Evaluation criteria:

- The test substance was considered as a mutagen if a biologically relevant increase in the number of revertants exceeding the threshold of twice (strains TA 98, TA 100 and WP2 uvrA) or thrice (strains TA 1535 and TA 1537) the colony count of the corresponding solvent control was observed.
- A dose dependent increase was considered biologically relevant if the threshold was exceeded at more than one concentration.
- An increase exceeding the threshold at only one concentration was judged as biologically relevant if reproduced in an independent second experiment.
- A dose dependent increase in the number of revertant colonies below the threshold was regarded as an indication of a mutagenic potential if reproduced in an independent second experiment. However, whenever the colony counts remained within the historical range of negative and solvent control, such an increase iss not considered biologically relevant.

Statistics:

No statistical evaluation of the data is required.

Results and discussion

Test resultsopen allclose all

Additional information on results:

TEST-SPECIFIC CONFOUNDING FACTORS
- Water solubility: no data
- Precipitation: see detailed table in section "any other information on results"
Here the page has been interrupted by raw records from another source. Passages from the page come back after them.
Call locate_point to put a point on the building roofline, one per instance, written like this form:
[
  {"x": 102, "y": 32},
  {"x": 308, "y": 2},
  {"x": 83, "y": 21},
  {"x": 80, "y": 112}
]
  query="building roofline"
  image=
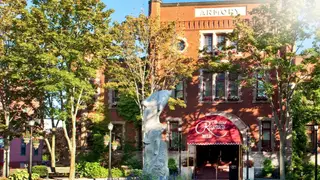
[{"x": 219, "y": 2}]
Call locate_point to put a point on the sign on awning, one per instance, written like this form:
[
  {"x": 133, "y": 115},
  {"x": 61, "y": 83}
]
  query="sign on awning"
[{"x": 214, "y": 130}]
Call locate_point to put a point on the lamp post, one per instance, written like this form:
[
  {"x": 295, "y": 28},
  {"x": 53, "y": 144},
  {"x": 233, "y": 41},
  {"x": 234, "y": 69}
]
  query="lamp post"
[
  {"x": 179, "y": 148},
  {"x": 110, "y": 127},
  {"x": 6, "y": 148},
  {"x": 248, "y": 145},
  {"x": 316, "y": 152},
  {"x": 31, "y": 124}
]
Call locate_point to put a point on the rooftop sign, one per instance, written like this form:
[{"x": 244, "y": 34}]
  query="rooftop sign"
[{"x": 214, "y": 12}]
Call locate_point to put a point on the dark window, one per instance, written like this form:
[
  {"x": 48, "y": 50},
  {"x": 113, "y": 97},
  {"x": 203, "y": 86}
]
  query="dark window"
[
  {"x": 221, "y": 41},
  {"x": 114, "y": 97},
  {"x": 266, "y": 135},
  {"x": 174, "y": 137},
  {"x": 36, "y": 151},
  {"x": 260, "y": 87},
  {"x": 207, "y": 86},
  {"x": 233, "y": 94},
  {"x": 117, "y": 135},
  {"x": 220, "y": 86},
  {"x": 23, "y": 148},
  {"x": 181, "y": 45},
  {"x": 208, "y": 42},
  {"x": 178, "y": 92}
]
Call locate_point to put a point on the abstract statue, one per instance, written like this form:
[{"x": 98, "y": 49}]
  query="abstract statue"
[{"x": 155, "y": 150}]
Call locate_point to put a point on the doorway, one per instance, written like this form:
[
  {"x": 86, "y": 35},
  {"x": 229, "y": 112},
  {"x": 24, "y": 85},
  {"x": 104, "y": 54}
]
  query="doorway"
[{"x": 217, "y": 162}]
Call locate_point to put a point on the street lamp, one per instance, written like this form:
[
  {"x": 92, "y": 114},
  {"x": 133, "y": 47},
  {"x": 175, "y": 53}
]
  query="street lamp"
[
  {"x": 31, "y": 124},
  {"x": 248, "y": 145},
  {"x": 316, "y": 152},
  {"x": 6, "y": 148},
  {"x": 179, "y": 147},
  {"x": 110, "y": 127}
]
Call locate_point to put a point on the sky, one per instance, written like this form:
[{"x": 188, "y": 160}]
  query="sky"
[{"x": 134, "y": 7}]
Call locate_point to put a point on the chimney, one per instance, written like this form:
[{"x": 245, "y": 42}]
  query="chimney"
[{"x": 154, "y": 8}]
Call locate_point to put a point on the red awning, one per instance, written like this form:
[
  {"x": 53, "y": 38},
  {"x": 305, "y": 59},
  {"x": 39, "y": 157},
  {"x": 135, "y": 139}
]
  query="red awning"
[{"x": 214, "y": 130}]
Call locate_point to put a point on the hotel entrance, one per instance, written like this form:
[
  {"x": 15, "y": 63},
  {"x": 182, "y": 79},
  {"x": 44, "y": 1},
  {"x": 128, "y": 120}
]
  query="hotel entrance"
[
  {"x": 217, "y": 162},
  {"x": 218, "y": 143}
]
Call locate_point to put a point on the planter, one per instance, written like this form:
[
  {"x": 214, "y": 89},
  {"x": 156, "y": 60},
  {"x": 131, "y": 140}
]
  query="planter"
[
  {"x": 26, "y": 140},
  {"x": 251, "y": 173},
  {"x": 36, "y": 145}
]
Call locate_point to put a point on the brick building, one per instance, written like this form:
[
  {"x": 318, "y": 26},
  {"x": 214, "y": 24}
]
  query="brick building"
[{"x": 221, "y": 114}]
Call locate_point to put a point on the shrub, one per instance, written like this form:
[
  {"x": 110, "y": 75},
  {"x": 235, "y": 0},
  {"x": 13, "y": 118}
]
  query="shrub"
[
  {"x": 41, "y": 170},
  {"x": 91, "y": 170},
  {"x": 133, "y": 163},
  {"x": 116, "y": 172},
  {"x": 133, "y": 173},
  {"x": 173, "y": 169},
  {"x": 23, "y": 175},
  {"x": 95, "y": 170},
  {"x": 267, "y": 168}
]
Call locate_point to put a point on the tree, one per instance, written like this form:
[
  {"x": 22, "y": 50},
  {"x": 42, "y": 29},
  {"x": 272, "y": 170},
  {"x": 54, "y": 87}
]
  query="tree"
[
  {"x": 148, "y": 60},
  {"x": 16, "y": 97},
  {"x": 74, "y": 39},
  {"x": 268, "y": 43}
]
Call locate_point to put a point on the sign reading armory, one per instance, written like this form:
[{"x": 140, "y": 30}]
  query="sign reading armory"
[{"x": 213, "y": 12}]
RANGE-FINDING/SCREENING STUDIES:
In the pre-experiment the concentration range of the test item was 3-5000 µg/plate. The pre-experiment is reported as part of experiment I since no toxic effect were observed and 5000 µg/plate were chosen as maximal concentration.

COMPARISON WITH HISTORICAL CONTROL DATA:
The historical range of positive controls was exceeded in strains TA 1535 (exp.I) without metabolic activation and in strain 98 (exp.II) with metabolic activation. This effect indicates the sensitivity of the strains rather than compromising the assay.
Appropriate reference mutagens were used as positive controls. They showed a distinct increase of induced revertant colonies.
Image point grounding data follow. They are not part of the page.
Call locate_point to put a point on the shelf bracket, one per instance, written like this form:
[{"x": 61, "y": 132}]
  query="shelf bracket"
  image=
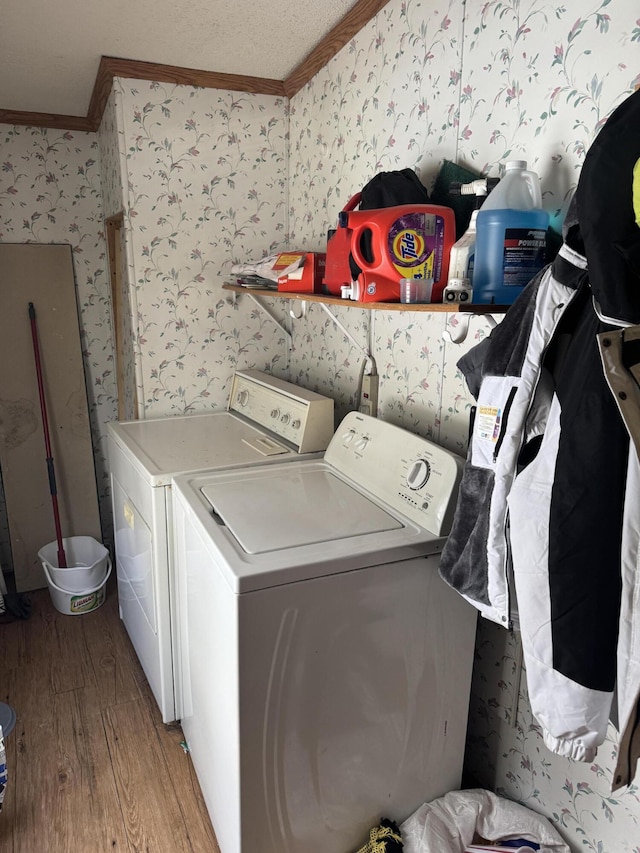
[
  {"x": 349, "y": 336},
  {"x": 273, "y": 319}
]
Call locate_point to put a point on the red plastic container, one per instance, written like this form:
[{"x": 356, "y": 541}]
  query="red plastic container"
[{"x": 406, "y": 241}]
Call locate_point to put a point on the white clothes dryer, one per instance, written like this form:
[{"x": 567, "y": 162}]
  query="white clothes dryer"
[
  {"x": 267, "y": 420},
  {"x": 323, "y": 664}
]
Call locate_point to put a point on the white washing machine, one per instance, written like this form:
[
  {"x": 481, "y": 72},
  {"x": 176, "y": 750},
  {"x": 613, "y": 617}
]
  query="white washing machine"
[
  {"x": 267, "y": 419},
  {"x": 324, "y": 666}
]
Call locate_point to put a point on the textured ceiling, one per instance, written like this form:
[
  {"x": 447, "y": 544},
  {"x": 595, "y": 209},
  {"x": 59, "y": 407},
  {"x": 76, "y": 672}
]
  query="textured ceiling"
[{"x": 50, "y": 49}]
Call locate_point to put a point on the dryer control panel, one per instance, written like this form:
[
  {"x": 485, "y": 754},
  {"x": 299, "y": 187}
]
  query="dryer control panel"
[
  {"x": 410, "y": 473},
  {"x": 301, "y": 417}
]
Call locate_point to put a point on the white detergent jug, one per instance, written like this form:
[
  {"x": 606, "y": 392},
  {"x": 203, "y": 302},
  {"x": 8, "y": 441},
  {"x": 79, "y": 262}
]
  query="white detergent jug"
[{"x": 511, "y": 232}]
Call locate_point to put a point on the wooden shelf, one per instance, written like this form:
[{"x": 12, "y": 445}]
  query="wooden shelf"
[{"x": 379, "y": 306}]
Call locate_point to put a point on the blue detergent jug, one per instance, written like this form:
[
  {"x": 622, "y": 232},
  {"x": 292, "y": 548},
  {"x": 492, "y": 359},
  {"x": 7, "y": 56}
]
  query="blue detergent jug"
[{"x": 511, "y": 231}]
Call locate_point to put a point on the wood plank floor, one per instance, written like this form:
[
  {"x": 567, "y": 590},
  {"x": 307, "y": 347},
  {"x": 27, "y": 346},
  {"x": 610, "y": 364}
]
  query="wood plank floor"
[{"x": 91, "y": 766}]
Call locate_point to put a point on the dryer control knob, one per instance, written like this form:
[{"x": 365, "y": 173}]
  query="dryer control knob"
[{"x": 418, "y": 474}]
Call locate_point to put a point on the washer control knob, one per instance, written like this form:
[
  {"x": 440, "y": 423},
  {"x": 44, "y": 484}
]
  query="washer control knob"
[{"x": 418, "y": 474}]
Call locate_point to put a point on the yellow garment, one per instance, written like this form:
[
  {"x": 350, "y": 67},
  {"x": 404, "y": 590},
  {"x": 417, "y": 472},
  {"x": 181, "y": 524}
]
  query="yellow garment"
[{"x": 378, "y": 838}]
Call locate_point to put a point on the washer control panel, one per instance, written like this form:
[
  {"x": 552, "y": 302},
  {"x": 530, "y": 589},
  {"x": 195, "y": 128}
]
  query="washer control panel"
[
  {"x": 412, "y": 474},
  {"x": 301, "y": 417}
]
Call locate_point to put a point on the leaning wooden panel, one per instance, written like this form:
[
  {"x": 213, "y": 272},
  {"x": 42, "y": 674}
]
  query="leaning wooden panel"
[{"x": 43, "y": 274}]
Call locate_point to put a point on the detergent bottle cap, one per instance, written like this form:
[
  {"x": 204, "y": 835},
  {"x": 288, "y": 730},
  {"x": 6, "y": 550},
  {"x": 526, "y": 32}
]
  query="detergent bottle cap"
[{"x": 350, "y": 291}]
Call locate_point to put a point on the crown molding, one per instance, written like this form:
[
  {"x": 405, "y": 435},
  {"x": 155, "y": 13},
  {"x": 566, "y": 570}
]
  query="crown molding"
[
  {"x": 110, "y": 67},
  {"x": 332, "y": 43}
]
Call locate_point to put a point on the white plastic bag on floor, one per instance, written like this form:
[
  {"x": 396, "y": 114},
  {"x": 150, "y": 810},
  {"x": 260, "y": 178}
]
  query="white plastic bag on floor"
[{"x": 449, "y": 824}]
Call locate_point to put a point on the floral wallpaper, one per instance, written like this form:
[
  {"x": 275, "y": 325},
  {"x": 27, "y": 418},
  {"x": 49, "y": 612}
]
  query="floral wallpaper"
[
  {"x": 204, "y": 187},
  {"x": 50, "y": 193},
  {"x": 206, "y": 178}
]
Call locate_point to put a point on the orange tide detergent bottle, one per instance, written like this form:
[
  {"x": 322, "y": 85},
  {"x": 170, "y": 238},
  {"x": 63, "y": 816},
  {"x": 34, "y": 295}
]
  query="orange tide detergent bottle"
[{"x": 404, "y": 241}]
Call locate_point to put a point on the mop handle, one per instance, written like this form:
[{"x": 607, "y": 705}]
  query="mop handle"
[{"x": 62, "y": 560}]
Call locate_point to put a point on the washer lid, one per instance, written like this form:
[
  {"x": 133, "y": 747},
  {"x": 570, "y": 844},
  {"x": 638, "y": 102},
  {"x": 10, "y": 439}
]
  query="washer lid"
[
  {"x": 165, "y": 447},
  {"x": 290, "y": 509}
]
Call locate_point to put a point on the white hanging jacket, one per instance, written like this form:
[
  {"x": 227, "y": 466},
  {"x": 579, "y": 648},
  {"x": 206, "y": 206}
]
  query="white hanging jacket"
[{"x": 549, "y": 505}]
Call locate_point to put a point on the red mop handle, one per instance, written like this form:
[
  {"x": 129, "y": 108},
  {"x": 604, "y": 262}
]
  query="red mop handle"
[{"x": 62, "y": 559}]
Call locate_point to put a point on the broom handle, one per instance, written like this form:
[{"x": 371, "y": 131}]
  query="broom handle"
[{"x": 62, "y": 559}]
ADDITIONAL INFORMATION ON CYTOTOXICITY:
The plates incubated with the test item showed normal background growth up to 5000 µg/plate with and without S9 mix in both experiments. No toxic effects, evident as a reduction in the number of revertants, occurred in the test groups with and without metabolic activation.

Remarks on result:

other: all strains/cell types tested

Any other information on results incl. tables

The assay was performed in two independent experiments both with and without liver microsomal activation. Due to a technical failure, no bacterial growth was observed in strain WP2 uvrA in experiment I (plate incorporation test). An additional experiment was performed under identical conditions using strain WP2 uvrA. The results of this additional experiment are included in this report as experiment I.
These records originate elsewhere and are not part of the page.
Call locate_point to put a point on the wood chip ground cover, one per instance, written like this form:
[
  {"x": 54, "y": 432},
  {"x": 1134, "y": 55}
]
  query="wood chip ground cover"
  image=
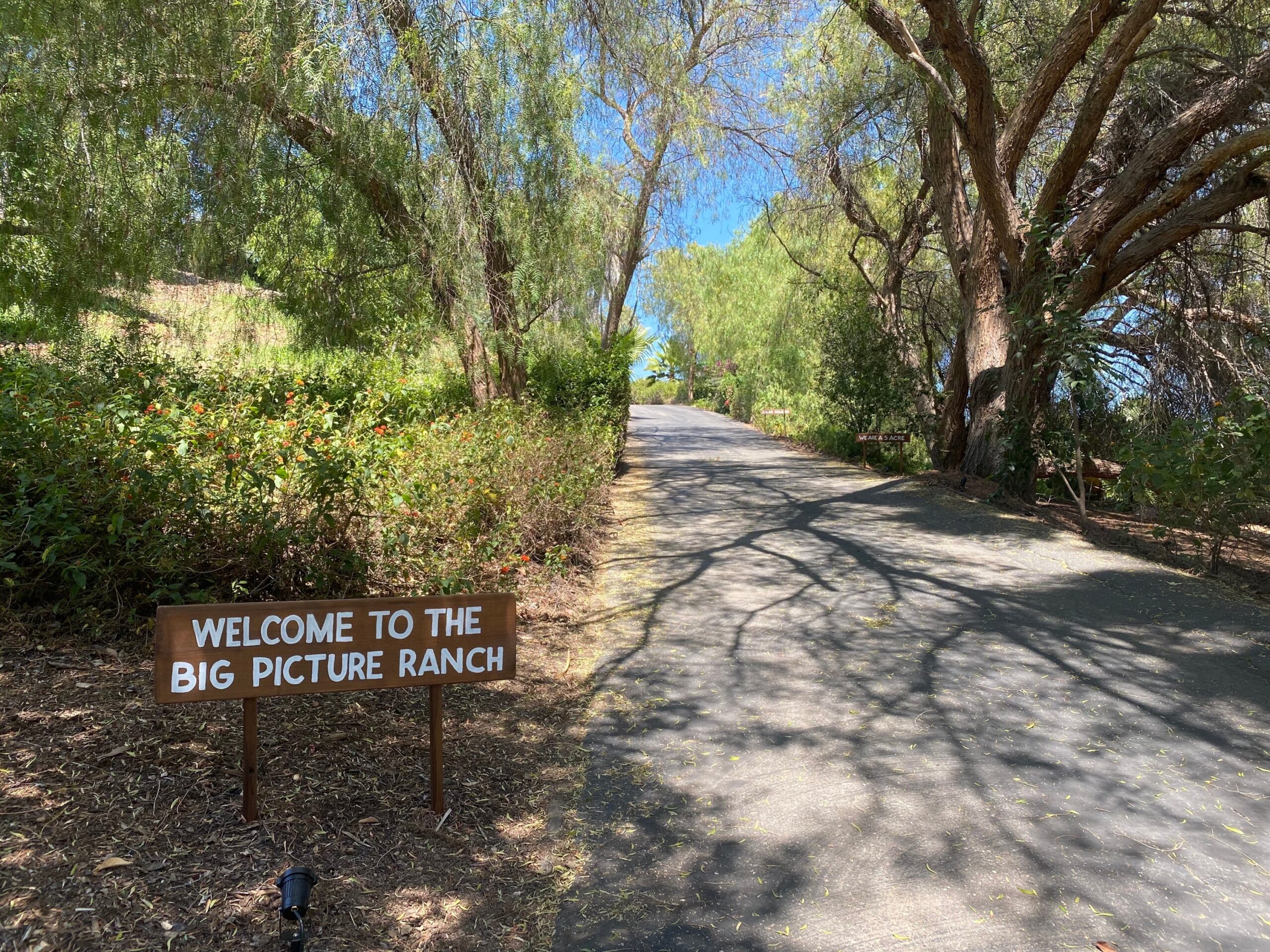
[{"x": 121, "y": 821}]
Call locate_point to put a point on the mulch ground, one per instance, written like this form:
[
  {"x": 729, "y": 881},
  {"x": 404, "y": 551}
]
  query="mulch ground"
[
  {"x": 1245, "y": 561},
  {"x": 123, "y": 829}
]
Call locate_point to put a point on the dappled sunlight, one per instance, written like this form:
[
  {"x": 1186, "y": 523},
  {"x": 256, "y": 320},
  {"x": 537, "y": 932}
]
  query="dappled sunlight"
[{"x": 850, "y": 701}]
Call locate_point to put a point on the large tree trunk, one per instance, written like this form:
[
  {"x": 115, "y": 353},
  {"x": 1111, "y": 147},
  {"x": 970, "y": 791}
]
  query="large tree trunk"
[
  {"x": 952, "y": 428},
  {"x": 893, "y": 321},
  {"x": 473, "y": 355},
  {"x": 693, "y": 370},
  {"x": 987, "y": 329}
]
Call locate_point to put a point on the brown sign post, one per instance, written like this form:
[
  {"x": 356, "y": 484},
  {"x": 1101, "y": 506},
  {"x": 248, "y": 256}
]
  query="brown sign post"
[
  {"x": 268, "y": 649},
  {"x": 867, "y": 438}
]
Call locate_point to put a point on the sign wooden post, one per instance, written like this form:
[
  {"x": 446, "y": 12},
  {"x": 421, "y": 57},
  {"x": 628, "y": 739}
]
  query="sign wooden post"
[
  {"x": 268, "y": 649},
  {"x": 250, "y": 761},
  {"x": 439, "y": 787}
]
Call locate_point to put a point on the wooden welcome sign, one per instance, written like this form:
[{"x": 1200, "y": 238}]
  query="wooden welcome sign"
[{"x": 267, "y": 649}]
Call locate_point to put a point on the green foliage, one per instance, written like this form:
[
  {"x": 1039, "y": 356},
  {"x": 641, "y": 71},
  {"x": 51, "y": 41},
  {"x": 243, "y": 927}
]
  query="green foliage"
[
  {"x": 861, "y": 371},
  {"x": 1209, "y": 476},
  {"x": 130, "y": 479},
  {"x": 588, "y": 377},
  {"x": 656, "y": 391},
  {"x": 670, "y": 362}
]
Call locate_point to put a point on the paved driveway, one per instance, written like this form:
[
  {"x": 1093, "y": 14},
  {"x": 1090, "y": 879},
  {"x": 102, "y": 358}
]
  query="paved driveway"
[{"x": 847, "y": 713}]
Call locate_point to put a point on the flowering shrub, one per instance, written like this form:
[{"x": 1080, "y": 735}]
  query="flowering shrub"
[{"x": 128, "y": 479}]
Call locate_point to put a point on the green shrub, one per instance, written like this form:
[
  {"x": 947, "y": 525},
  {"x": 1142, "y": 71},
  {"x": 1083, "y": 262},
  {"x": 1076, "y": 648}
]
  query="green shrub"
[
  {"x": 588, "y": 379},
  {"x": 1210, "y": 476},
  {"x": 658, "y": 391},
  {"x": 128, "y": 479}
]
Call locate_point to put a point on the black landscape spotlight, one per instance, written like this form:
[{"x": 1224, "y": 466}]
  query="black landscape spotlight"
[{"x": 295, "y": 884}]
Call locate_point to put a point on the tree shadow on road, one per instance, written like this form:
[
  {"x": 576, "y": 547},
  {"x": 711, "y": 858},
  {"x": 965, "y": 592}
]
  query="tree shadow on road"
[{"x": 922, "y": 717}]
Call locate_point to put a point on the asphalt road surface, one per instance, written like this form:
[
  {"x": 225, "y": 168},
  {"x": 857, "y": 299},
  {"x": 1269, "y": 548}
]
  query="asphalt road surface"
[{"x": 841, "y": 711}]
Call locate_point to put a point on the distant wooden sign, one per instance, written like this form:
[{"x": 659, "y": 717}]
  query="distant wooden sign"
[
  {"x": 867, "y": 438},
  {"x": 266, "y": 649},
  {"x": 215, "y": 653},
  {"x": 883, "y": 438}
]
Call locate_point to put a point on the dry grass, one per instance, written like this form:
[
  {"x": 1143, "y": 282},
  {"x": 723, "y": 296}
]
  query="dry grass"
[
  {"x": 1245, "y": 561},
  {"x": 96, "y": 770}
]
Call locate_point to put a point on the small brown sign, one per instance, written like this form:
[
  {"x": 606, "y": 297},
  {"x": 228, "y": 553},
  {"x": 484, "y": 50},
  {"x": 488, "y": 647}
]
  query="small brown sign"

Precipitation of the test item

strain	Experiment I		Experiment II
	without S9 mix	With S9 mix	without S9 mix	With S9 mix
TA1535	1000-5000	1000-5000	2500, 5000	333, 2500, 5000
TA1537	1000-5000	1000-5000	1000-5000	1000-5000
TA98	1000-5000	1000-5000	2500, 5000	2500, 5000
TA100	5000	2500, 5000	2500, 5000	2500, 5000
WP2uvrA	1000-5000	1000-5000	2500, 5000	5000

Applicant's summary and conclusion

Conclusions:

Interpretation of results:
negative with metabolic activation
negative without metabolic activation

During the described mutagenicity test and under the experimental conditions reported, the test item did not induce gene mutations by base pair changes or frameshfits in the genome of the strains used.